Отец Сергий Дурылин венчал сестру Ирины Алексеевны Александру Алексеевну и Ивана Фёдоровича Виноградова в их комнате на Маросейке 10 мая 1926 года. Сохранилась фотография, где среди многочисленных гостей рядом с молодожёнами сидят Ирина и отец Сергий в рясе. Наталья Михайловна Нестерова, младшая дочь художника, говорила мне, что в 1945 году Сергей Николаевич тайно венчал её с Фёдором Сергеевичем Булгаковым[318]. Е. Н. Берковская, частый гость дома Дурылина в Болшеве в 1940-е годы, однажды спросила Ирину Алексеевну, были ли они с Сергеем Николаевичем на заутрене, и услышала в ответ: «А мы дома бываем на заутрене, Сергей Николаевич служит»[319].
Галина Евгеньевна Померанцева пишет: «Ведь сняв рясу священника, Дурылин не изменил своей сущности.

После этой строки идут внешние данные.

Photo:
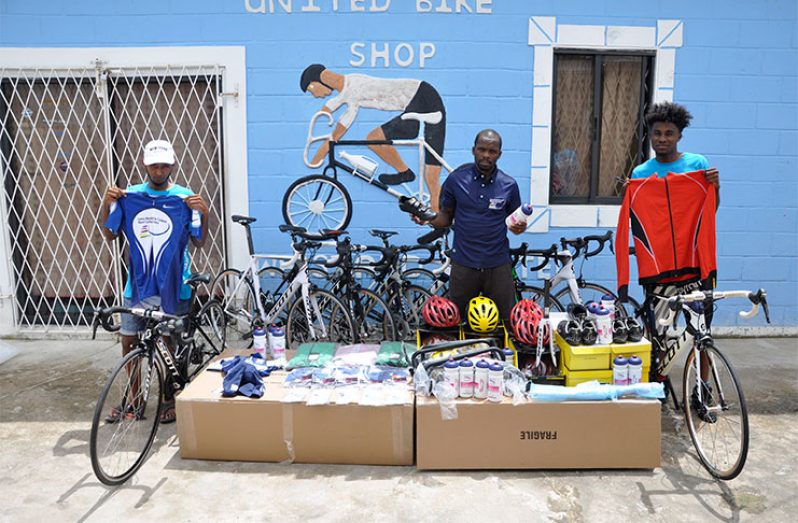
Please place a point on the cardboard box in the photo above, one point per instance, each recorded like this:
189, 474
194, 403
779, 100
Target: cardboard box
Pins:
265, 429
570, 435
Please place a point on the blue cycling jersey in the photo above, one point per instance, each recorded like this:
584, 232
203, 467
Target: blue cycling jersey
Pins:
157, 229
687, 162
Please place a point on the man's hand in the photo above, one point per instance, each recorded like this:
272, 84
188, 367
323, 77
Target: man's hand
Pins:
195, 202
517, 228
713, 176
112, 194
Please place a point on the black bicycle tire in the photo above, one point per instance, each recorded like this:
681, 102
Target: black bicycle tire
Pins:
99, 411
313, 232
234, 334
620, 310
290, 321
554, 303
691, 429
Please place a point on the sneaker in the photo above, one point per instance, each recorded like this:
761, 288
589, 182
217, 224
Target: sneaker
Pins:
701, 410
398, 178
416, 208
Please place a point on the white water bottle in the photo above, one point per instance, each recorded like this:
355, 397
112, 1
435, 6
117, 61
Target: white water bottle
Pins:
521, 214
635, 370
495, 379
259, 342
451, 376
481, 379
620, 371
466, 378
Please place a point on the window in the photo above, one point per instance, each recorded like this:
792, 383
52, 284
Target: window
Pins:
598, 131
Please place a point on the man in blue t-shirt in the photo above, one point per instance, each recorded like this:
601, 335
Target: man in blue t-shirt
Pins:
665, 122
159, 162
477, 198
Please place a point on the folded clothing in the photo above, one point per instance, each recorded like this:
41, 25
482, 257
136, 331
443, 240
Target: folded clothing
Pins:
242, 376
394, 353
312, 354
356, 354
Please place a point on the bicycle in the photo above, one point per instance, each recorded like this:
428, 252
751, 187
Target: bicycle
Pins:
127, 414
716, 412
321, 201
317, 316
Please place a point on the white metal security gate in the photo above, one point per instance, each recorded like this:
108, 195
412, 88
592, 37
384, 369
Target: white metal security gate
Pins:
65, 136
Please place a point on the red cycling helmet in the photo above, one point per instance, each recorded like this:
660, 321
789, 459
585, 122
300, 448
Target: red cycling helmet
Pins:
440, 312
525, 321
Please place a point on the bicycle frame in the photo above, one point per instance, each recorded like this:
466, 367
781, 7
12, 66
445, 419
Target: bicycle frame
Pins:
334, 164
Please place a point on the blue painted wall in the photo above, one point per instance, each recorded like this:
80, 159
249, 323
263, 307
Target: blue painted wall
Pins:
737, 71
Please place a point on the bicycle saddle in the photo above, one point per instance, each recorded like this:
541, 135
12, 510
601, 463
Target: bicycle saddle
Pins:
243, 220
199, 278
426, 118
383, 235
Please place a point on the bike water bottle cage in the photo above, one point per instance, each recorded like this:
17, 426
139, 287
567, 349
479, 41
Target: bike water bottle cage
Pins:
635, 330
577, 311
589, 333
440, 312
569, 331
483, 315
620, 332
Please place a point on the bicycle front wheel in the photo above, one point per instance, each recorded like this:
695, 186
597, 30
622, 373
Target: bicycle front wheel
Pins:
237, 297
717, 420
317, 202
328, 316
590, 292
126, 418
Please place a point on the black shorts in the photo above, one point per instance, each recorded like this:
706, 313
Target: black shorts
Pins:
426, 100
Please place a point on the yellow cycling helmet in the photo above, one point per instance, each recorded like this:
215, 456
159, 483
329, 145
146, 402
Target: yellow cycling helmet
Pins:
483, 315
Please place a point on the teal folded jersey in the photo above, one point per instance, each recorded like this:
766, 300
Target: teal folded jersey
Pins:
313, 354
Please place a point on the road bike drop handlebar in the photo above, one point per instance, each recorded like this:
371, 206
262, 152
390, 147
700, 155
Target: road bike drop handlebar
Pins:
582, 244
676, 303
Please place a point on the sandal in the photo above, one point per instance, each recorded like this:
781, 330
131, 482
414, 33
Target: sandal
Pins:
168, 413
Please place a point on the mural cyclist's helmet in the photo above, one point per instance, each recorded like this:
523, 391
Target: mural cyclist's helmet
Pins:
440, 312
525, 321
483, 315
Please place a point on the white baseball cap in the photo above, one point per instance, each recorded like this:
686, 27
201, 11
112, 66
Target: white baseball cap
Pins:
159, 151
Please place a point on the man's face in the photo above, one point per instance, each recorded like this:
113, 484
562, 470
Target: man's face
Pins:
664, 138
487, 152
318, 90
159, 174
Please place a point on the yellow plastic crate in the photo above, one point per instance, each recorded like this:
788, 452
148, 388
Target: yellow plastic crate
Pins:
588, 357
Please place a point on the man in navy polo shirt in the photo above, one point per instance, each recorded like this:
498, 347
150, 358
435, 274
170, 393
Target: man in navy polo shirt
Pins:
477, 198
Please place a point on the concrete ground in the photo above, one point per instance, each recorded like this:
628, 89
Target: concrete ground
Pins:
48, 391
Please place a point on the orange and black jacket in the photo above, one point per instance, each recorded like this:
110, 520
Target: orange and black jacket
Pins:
673, 225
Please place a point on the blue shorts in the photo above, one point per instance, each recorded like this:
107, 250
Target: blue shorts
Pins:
133, 325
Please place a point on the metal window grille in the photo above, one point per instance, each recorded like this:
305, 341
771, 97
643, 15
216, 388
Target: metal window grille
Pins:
598, 135
65, 136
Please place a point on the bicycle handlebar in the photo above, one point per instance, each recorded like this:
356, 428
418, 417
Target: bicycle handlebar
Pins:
676, 303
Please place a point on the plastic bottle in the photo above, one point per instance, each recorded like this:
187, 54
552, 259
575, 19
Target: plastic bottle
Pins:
481, 379
620, 371
495, 379
259, 341
466, 378
509, 356
363, 164
635, 370
521, 214
608, 302
603, 325
451, 375
277, 342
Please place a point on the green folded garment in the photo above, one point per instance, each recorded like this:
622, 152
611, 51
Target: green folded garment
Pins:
312, 354
394, 353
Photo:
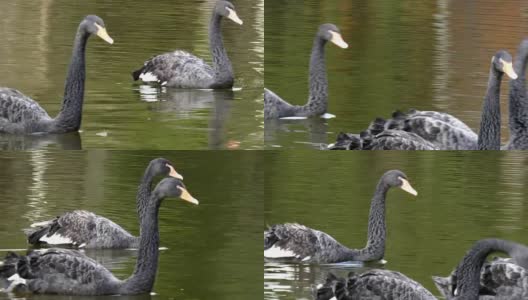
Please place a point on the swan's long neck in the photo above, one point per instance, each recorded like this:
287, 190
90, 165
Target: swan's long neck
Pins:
375, 248
144, 275
518, 105
317, 100
489, 134
221, 63
468, 271
70, 116
144, 192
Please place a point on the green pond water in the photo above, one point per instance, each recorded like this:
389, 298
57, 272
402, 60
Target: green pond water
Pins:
212, 250
35, 52
462, 197
428, 55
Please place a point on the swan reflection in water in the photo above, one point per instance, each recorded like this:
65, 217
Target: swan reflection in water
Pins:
316, 129
190, 104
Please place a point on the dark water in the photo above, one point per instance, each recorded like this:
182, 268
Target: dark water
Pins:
462, 197
429, 55
213, 249
119, 114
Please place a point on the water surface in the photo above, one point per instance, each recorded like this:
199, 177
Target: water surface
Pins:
428, 55
212, 249
119, 114
462, 197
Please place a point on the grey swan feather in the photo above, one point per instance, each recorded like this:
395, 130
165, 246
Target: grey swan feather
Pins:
180, 69
500, 278
298, 243
70, 272
275, 107
20, 114
84, 229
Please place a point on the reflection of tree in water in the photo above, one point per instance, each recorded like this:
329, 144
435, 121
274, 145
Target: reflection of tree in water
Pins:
315, 129
68, 141
194, 104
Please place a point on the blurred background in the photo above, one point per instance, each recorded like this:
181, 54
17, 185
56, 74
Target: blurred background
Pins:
213, 249
35, 52
462, 197
428, 55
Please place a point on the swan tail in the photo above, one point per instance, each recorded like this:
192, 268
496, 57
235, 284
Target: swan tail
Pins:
346, 141
35, 235
137, 73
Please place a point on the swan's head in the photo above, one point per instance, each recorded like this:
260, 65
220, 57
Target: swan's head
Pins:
95, 25
503, 63
330, 32
396, 178
163, 167
227, 9
172, 187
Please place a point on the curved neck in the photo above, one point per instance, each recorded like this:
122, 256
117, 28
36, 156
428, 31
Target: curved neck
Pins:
468, 271
221, 63
489, 134
142, 280
70, 116
375, 248
518, 106
318, 97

И хотя он пытался уговорить себя, что путь духовного пастыря, с которого его насильственно столкнули, не единственно возможный для него путь, и хотя вера его перед лицом всего происходящего, не столько с ним, сколько вокруг, подвергалась тяжёлому испытанию, он до конца дней своих останется глубоко верующим человеком, живущим по законам Христа. Да и пасторство было его призванием, он и сам осознавал это, только применительно к новым условиям предпочтёт обозначать его в иных терминах — педагогика»[320].